The function SNSeg_HD performs change-points estimation for high-dimensional time series (dimension greater than 10) using the change in high-dimensional means. For usage examples of SNSeg_HD, we provide the followig code:

n <- 600
p <- 100
nocp <- 5
cp_sets <- round(seq(0,nocp+1,1)/(nocp+1)*n)
num_entry <- 5
kappa <- sqrt(4/5) # Wang et al(2020)
mean_shift <- rep(c(0,kappa),100)[1:(length(cp_sets)-1)]
set.seed(1)
ts <- matrix(rnorm(n*p,0,1),n,p)
no_seg <- length(cp_sets)-1
for(index in 1:no_seg){ # Mean shift
  tau1 <- cp_sets[index]+1
  tau2 <- cp_sets[index+1]
  ts[tau1:tau2,1:num_entry] <- ts[tau1:tau2,1:num_entry] +
    mean_shift[index] # sparse change
}
# SN segmentation plot 
# grid_size undefined (plot the first 3 time series)

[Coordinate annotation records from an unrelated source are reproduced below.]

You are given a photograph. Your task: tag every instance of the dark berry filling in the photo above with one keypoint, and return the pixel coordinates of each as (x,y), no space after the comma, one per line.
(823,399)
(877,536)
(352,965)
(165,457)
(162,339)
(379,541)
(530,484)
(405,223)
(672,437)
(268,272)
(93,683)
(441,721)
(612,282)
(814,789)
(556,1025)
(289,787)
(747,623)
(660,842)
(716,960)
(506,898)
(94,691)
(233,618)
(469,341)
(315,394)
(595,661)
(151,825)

result <- SNSeg_HD(ts, confidence = 0.9, grid_size_scale = 0.05,
                   grid_size = NULL, plot_SN = FALSE, est_cp_loc = TRUE,
                   ts_index = c(1:3))
# grid_size defined (plot the 1st, 3rd and 5th time series)
result <- SNSeg_HD(ts, confidence = 0.9, grid_size_scale  = 0.05,
                   grid_size = 52, plot_SN = FALSE, est_cp_loc = TRUE,
                   ts_index = c(1,3,5))
# Estimated change-point locations
result$est_cp
# Parameter estimates (high-dimensional means) of each segment
summary.stat <- SNSeg_estimate(result)
# SN-based test statistic segmentation plot
SN_stat <- max_SNsweep(result, plot_SN = TRUE, est_cp_loc = TRUE,
                       critical_loc = TRUE)
# built-in functions
# summary statistic
summary(result)
# print
print(result)
# plot
plot(result, cpts.col = 'red', ts_index = c(1:3))

We note that only the selected time series were plotted by setting values for ts_index.